“Jesus turned water into wine, I turned it into damn likker” – Popcorn Sutton
Appalachia’s history is largely comprised of tales of resistance of one form or another. The poster child of Appalachia’s rebellion against unjust authority has always been the Moonshiner, the maker of non-government approved distilled spirits. These spirits were commonly referred to in the southern lexicon as moonshine, mountain dew, white lightning, “painter piss,” or perhaps more simply “likker.” There is no moonshiner more infamous than the Smoky Mountain’s own, Marvin “Popcorn” Sutton. He was not only one of the most famous makers of illicit liquor, but he also led his entire life in defiance of government authority and was quite a character to boot.
Sutton was born in Haywood County, North Carolina, a rural mountainous county on the Tennessee border. At an early age he learned whiskey making from his family and local whiskey makers a like in Haywood and neighboring Cocke County, Tennessee. In due time, he became a well-known whiskey maker in the region. Taking full advantage of the legal jurisdictional confusion between the two states, he plied his trade to the fullest.
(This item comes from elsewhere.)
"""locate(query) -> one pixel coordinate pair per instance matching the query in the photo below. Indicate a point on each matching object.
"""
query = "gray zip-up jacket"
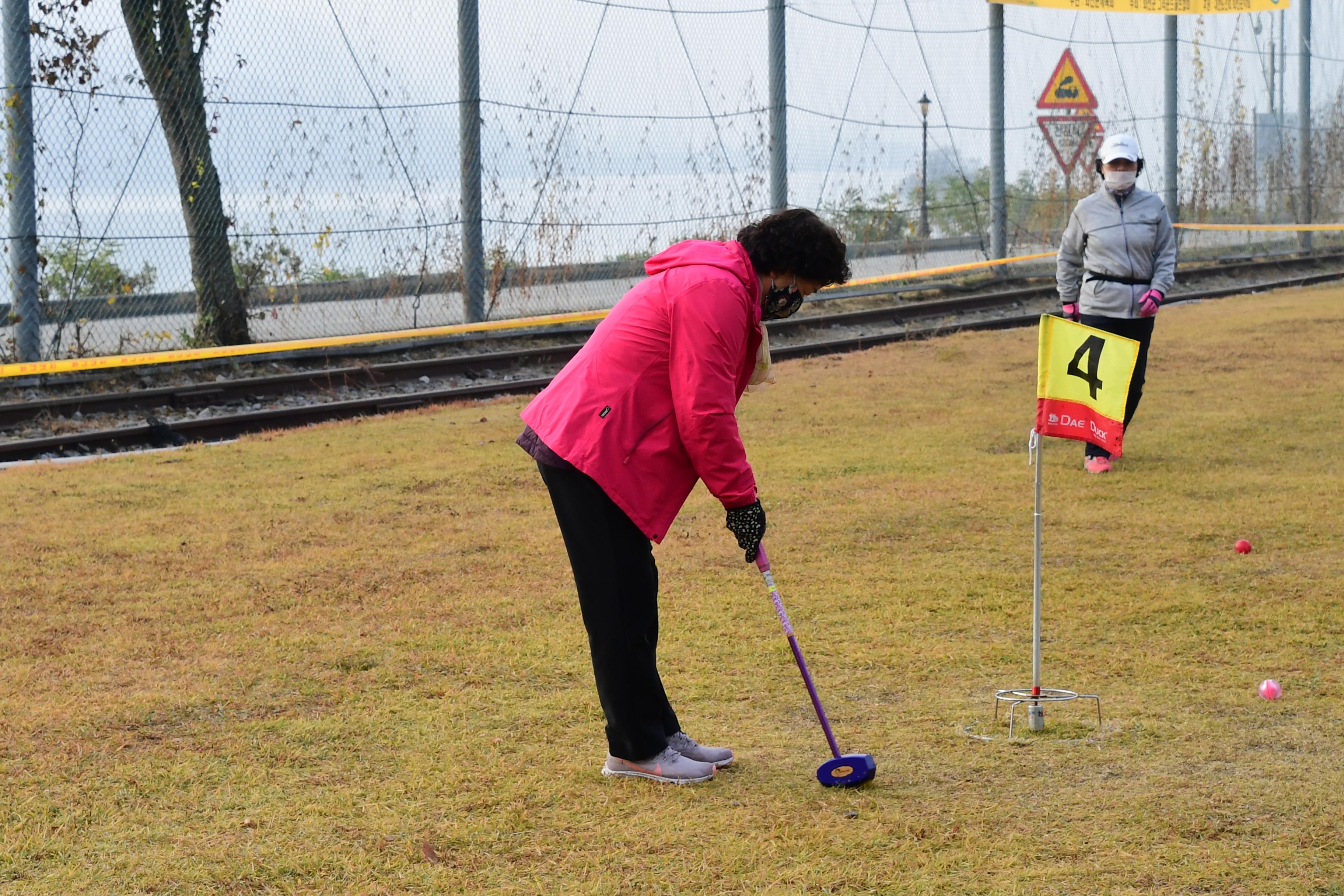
(1127, 237)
This was a very common practice employed by bootleggers and moonshiners in years past, when one sheriff would get on your trail you hopped across the state or county line and continued your business.
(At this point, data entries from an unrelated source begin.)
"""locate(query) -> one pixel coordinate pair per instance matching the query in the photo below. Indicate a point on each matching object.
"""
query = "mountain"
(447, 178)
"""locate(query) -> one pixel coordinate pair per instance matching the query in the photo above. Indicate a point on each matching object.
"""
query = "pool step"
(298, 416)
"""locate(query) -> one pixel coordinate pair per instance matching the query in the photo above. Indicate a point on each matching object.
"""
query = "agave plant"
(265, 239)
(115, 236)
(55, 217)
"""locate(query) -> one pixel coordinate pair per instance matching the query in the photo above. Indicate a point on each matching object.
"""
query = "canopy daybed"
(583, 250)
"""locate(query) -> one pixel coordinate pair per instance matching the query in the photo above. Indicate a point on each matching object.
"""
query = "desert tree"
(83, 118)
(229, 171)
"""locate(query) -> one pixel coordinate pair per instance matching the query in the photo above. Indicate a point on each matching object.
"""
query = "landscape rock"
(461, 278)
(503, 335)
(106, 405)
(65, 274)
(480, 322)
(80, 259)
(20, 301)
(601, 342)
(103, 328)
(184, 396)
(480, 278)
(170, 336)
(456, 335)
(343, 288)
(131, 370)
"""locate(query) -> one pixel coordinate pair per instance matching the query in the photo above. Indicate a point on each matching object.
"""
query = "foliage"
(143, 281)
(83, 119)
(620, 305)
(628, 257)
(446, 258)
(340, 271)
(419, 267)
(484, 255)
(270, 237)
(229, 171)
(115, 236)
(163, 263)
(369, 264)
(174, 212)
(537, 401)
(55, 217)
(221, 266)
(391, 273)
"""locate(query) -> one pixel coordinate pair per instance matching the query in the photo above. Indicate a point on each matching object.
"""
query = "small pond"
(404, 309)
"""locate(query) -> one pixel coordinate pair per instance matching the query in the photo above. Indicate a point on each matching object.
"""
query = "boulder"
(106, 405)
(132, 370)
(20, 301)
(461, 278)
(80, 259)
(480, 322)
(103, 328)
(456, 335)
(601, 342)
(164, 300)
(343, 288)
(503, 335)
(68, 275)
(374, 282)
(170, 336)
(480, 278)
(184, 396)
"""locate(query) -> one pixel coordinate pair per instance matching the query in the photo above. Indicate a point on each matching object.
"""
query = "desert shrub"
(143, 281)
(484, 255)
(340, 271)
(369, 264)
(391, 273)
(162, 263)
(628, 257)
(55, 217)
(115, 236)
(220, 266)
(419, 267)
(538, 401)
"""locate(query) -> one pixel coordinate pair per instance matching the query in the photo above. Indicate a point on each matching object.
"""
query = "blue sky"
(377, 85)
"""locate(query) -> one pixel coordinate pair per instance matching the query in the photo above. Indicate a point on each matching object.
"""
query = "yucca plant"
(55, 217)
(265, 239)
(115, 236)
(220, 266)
The tradition of whiskey making as employed by mountain folk originates further back than many people realize. It comes from the Poitín tradition popular in the peat bogs and mountain regions of Scotland and Ireland where most of the ancestors of the southern mountain people originated. While the mountain region of the Southern states lacked wheat, rye or barley for malt historically, residents of the region adapted using Indian corn and malted corn for the fermenting agent. Whiskey making is considered as sacred a right as bearing military style and cosmetically offensive “assault weapons” or keeping livestock. Moonshining in the southern mountains is not only justified on the grounds of natural rights, but also on even simpler grounds. Many makers of illicit whiskey, when asked why they do it have the simple answer of “… my daddy made whiskey, and his daddy made whiskey, and his daddy before him made whiskey, so I’m just gonna keep makin’ it to.”